IN THE COURT OF APPEALS OF IOWA
No. 17-0296
Filed March 7, 2018
STATE OF IOWA,
Plaintiff-Appellee,
vs.
CRAIG ALAN PFEIFERLING,
Defendant-Appellant.
________________________________________________________________
Appeal from the Iowa District Court for Lee (South) County, John G. Linn
(suppression ruling) and Mary Ann Brown (plea and sentencing), Judges.
Craig Pfeiferling appeals following his guilty plea to possession of
marijuana, second offense. AFFIRMED.
Eric D. Tindal of Keegan Farnsworth & Tindal, Iowa City, for appellant.
Thomas J. Miller, Attorney General, and Timothy M. Hau, Assistant Attorney
General, for appellee.
Considered by Doyle, P.J., and Tabor and McDonald, JJ.
2
DOYLE, Presiding Judge.
Craig Pfeiferling appeals following his guilty plea to possession of
marijuana, second offense. He contends his plea was not knowing and voluntary
because he was not informed that by pleading guilty, he was waiving his right to
appeal the court’s adverse ruling on his motion to suppress. Because Pfeiferling’s
failure to file a motion in arrest of judgment waives his right to challenge adequacy
of the underlying plea proceeding, see Iowa R. Crim. P. 2.24(3)(a); State v. Straw,
709 N.W.2d 128, 132-33 (Iowa 2006), he instead argues his trial counsel was
ineffective for permitting the plea to proceed, see Straw, 709 N.W.2d at 133
(acknowledging that a defendant’s failure to file a motion in arrest of judgment does
not bar a challenge to a guilty plea if the failure resulted from ineffective assistance
of counsel).
To succeed on his ineffective-assistance claim, Pfeiferling must show his
counsel failed to perform an essential duty and this failure resulted in prejudice.
See Strickland v. Washington, 466 U.S. 668, 687-88 (1984); Straw 709 N.W.2d at
133. If a defendant enters a plea that is not voluntarily and intelligently made,
counsel’s failure to file a motion in arrest of judgment challenging the plea
constitutes a breach of duty. See Straw, 709 N.W.2d at 133. Iowa Rule of Criminal
Procedure 2.8(2)(b) sets forth requirements for ensuring a plea is voluntarily and
intelligently made. Nothing in the rule requires apprising defendants that pleading
guilty waives the right to attack an adverse suppression ruling. 1 Accordingly,
1
We do note that a claim of ineffective assistance of counsel arising from counsel’s failure
to investigate or file a meritorious motion to suppress survives the entry of a guilty plea.
State v.
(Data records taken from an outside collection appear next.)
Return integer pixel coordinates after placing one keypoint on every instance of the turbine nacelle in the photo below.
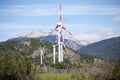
(59, 24)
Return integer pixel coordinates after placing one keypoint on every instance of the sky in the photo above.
(89, 20)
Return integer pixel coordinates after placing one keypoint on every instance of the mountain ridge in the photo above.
(108, 49)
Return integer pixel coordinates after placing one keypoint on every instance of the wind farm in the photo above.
(59, 40)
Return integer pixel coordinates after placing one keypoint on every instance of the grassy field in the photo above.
(58, 76)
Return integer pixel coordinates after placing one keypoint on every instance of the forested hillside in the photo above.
(108, 49)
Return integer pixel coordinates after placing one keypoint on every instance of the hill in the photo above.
(108, 49)
(32, 47)
(70, 42)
Carroll, 767 N.W.2d 638, 643-44 (Iowa 2009).
3
Pfeiferling’s counsel did not breach an essential duty in allowing the plea to
proceed without informing Pfeiferling that by pleading guilty, he was waiving his
right to appeal the court’s adverse ruling on his motion to suppress.
Anticipating that his ineffective-assistance claim would not succeed,
Pfeiferling seeks to challenge the law underlying it: that a guilty plea waives all
irregularities except those intrinsic to the plea itself. See, e.g., State v. Utter, 803
N.W.2d 647, 651 (Iowa 2011). While acknowledging that prior precedent2
unequivocally rejects conditional plea agreements—those that would allow a
defendant to plead guilty while retaining the right to attack an adverse ruling in the
underlying criminal prosecution—Pfeiferling advances an argument in favor of
allowing conditional pleas, claiming that prohibiting them violates his procedural
due process rights. Pfeiferling failed to raise his constitutional claim prior to appeal
and thereby waives it. See State v. Farni, 325 N.W.2d 107, 109 (Iowa 1982) (“We
do not review issues, even on constitutional grounds, which are raised for the first
time on appeal.”). Regardless, we recognize that “[w]e are not at liberty to overrule
controlling supreme court precedent.” See State v. Beck, 854 N.W.2d 56, 64 (Iowa
Ct. App. 2014). For these reasons, we affirm.
AFFIRMED.
2
See, e.g., State v. Dorr, 184 N.W.2d 673, 674 (Iowa 1971) (holding “the trial court was
without authority to render judgment on defendant’s conditional plea of guilty”).